Attention au générique, c’est indéniablement le plus beau de l’année !
Jean-Patrick Géraud 28 janvier 2012
Millénium : Les hommes qui n’aimaient pas les femmes - David Fincher - critique
Davantage qu’une adaptation ou même un simple film policier, Millénium est un drame haletant et d’une intensité psychologique rare, qui n’est pas sans rappeler les grands modèles du genre. On pense souvent au Silence des Agneaux, pour le côté "Clarice Starling" de l’héroïne, ou pour la construction dramatique qui s’achemine peu à peu, de façon concentrique, vers le lieu du crime (en sous-sol). La violence surgit à l’endroit où on l’attend peut-être le moins, dans les lieux de l’intime, dans les trauma que l’on s’efforce d’oublier, mais que les images et les traces écrites rappellent sans cesse à notre mémoire.
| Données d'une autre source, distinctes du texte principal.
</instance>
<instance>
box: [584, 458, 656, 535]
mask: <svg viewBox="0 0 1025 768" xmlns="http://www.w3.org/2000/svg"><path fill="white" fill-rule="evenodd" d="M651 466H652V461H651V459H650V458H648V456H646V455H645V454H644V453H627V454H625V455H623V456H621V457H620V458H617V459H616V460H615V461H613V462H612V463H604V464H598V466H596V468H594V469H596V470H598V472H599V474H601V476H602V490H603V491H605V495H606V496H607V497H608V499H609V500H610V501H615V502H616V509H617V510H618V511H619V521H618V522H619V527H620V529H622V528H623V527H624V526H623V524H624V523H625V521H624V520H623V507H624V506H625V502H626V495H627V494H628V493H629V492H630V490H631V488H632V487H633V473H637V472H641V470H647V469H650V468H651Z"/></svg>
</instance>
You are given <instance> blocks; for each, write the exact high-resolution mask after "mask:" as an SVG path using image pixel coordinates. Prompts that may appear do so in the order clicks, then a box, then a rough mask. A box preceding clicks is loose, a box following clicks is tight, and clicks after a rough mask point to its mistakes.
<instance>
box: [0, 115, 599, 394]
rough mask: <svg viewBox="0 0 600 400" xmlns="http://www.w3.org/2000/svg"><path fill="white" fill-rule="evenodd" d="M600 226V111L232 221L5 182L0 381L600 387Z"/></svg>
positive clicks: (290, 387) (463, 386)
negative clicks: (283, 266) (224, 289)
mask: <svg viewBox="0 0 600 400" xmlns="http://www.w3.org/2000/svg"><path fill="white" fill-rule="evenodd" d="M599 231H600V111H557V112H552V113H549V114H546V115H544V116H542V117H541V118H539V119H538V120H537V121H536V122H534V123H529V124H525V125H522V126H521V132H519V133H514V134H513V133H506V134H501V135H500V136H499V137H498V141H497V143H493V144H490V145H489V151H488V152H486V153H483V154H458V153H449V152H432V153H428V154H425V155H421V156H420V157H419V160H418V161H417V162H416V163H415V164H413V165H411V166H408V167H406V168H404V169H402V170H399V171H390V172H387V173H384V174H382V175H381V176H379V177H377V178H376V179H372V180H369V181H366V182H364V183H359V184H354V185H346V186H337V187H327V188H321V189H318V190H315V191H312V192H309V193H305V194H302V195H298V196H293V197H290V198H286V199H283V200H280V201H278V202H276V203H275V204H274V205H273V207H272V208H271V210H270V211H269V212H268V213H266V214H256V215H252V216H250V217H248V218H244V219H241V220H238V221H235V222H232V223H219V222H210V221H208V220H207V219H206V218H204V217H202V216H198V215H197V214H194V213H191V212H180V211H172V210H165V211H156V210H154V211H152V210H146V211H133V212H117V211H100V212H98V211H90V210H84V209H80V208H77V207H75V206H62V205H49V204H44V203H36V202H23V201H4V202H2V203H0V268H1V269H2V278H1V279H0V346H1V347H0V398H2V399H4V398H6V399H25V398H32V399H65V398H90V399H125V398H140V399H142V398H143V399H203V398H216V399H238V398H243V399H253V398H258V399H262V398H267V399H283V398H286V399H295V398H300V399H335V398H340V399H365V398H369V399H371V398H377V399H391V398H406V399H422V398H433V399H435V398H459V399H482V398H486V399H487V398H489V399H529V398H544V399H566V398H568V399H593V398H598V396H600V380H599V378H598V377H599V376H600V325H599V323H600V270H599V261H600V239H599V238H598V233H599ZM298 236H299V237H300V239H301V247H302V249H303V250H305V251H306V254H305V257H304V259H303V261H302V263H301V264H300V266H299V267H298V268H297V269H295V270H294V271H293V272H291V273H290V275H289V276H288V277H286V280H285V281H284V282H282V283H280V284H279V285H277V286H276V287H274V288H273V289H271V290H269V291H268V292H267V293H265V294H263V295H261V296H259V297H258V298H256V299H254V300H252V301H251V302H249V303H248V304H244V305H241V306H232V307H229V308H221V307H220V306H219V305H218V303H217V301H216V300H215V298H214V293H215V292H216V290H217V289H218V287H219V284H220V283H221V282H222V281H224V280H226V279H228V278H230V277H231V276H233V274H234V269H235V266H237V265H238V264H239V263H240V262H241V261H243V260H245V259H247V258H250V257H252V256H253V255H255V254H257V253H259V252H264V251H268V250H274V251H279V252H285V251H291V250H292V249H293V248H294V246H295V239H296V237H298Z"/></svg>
Tout sauf impersonnel (même si, comme le dit bien la critique, il en a l’air au premier abord), marquant même une évolution dans la carrière de Fincher (d’une certaine manière, Se7en est ici rejoué à l’envers), le film est porté d’un bout à l’autre par ses acteurs, son sens de la mise en scène, son rythme enlevé, son montage sonore hypnotique.